Użytkownicy przeglądarek Firefox i Chrome są ostrzegani przed wyłączeniem narzędzia do renderowania 3D w swoich przeglądarkach po „znaczących” problemach z bezpieczeństwem.
WebGL, będący częścią funkcjonalności HTML5 Canvas, jest silnikiem renderującym, który umożliwia tworzenie obrazów i animacji 3D bez wtyczek.
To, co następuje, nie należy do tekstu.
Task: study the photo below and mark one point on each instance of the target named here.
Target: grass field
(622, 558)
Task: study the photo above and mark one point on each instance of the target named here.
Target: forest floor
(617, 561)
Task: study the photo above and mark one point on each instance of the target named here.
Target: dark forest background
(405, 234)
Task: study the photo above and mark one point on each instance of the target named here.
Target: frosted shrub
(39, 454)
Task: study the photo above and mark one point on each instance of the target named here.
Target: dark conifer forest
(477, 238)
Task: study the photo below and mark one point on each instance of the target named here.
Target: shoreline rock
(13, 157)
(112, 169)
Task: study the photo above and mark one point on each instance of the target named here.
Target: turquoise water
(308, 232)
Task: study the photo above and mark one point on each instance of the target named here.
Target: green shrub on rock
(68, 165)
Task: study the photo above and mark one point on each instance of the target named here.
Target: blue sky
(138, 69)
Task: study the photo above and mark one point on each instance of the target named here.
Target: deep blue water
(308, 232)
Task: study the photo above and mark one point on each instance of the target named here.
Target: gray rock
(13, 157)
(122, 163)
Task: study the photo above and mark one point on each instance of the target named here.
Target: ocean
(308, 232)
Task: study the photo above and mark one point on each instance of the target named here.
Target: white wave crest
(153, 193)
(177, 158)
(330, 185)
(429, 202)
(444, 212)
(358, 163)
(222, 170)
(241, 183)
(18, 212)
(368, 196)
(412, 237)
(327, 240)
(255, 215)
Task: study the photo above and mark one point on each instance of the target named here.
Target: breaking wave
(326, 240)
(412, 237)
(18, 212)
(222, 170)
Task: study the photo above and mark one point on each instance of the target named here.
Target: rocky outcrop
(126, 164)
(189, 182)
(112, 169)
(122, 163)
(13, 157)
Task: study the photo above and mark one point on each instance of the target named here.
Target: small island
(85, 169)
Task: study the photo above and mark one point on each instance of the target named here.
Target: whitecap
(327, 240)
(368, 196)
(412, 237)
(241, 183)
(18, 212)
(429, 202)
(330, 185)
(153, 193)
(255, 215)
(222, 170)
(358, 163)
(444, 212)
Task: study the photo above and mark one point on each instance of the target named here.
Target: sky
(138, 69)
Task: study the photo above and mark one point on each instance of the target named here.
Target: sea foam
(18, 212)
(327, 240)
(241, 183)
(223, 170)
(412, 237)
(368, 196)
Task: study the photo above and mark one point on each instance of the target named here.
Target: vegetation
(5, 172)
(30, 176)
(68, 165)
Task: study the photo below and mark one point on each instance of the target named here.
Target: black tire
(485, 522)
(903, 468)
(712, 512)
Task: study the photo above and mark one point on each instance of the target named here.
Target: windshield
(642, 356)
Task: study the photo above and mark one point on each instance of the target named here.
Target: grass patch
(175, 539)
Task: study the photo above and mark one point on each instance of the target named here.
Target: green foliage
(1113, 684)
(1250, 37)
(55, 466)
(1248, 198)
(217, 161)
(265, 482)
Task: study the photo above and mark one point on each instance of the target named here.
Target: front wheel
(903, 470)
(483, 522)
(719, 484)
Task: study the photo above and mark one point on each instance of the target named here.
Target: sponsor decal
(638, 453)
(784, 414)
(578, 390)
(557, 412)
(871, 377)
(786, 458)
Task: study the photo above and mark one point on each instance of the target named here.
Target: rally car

Jest używany w najnowszych wersjach Chrome i Firefox, a także w najnowszych wersjach Safari.
Firma zajmująca się bezpieczeństwem Context ostrzegła, że specyfikacja jest „z natury niepewna”.
„Zagrożenia wynikają z faktu, że większość kart graficznych i sterowników nie została napisana z myślą o bezpieczeństwie, więc interfejs (API), który udostępniają, zakłada, że aplikacje są zaufane”, mówi Michael Jordon, kierownik ds. badań i rozwoju w firmie Context.
„Chociaż może to dotyczyć aplikacji lokalnych, korzystanie z aplikacji opartych na przeglądarce WebGL z niektórymi kartami graficznymi stwarza teraz poważne zagrożenia, od złamania zasady bezpieczeństwa międzydomenowego po ataki typu „odmowa usługi”, potencjalnie prowadząc do pełnego wykorzystania maszyna użytkownika.”
Te obawy związane z WebGL zostały poparte przez amerykański zespół ds. gotowości na wypadek awarii komputerowych (CERT), doradca ds. Bezpieczeństwa cybernetycznego rządu federalnego. US CERT ostrzegł, że WebGL zawiera „wiele istotnych problemów związanych z bezpieczeństwem” i poradził użytkownikom, aby go wyłączyli.
„Wpływ tych problemów obejmuje wykonanie dowolnego kodu, odmowę usługi i ataki międzydomenowe”, powiedział amerykański CERT, ostrzegając użytkowników przed „wyłączeniem WebGL, aby zmniejszyć ryzyko”.
Jak wyłączyć WebGL
Oto jak wyłączyć WebGL (dzięki TechDows za instrukcje).
W Chrome:
- kliknij prawym przyciskiem myszy skrót Chrome
- kliknij właściwości
- wpisz -disable-webgl w polu docelowym po wierszu Chrome.exe (…chrome.exe -disable-webgl)
- kliknij zastosuj
Jak wyłączyć WebGL w Firefoksie 4:
- wpisz „about:config” w pasku adresu
- zgódź się na ostrzeżenie „Oto smoki”
- wpisz „webgl” w polu Filtr
- kliknij dwukrotnie „webgl.disable”, aby wartość zmieniła się na „true”
- uruchom ponownie przeglądarkę
Nadal czekamy na potwierdzenie od Google i Mozilli, czy wyłączenie WebGL w ten sposób zapewni wystarczającą ochronę.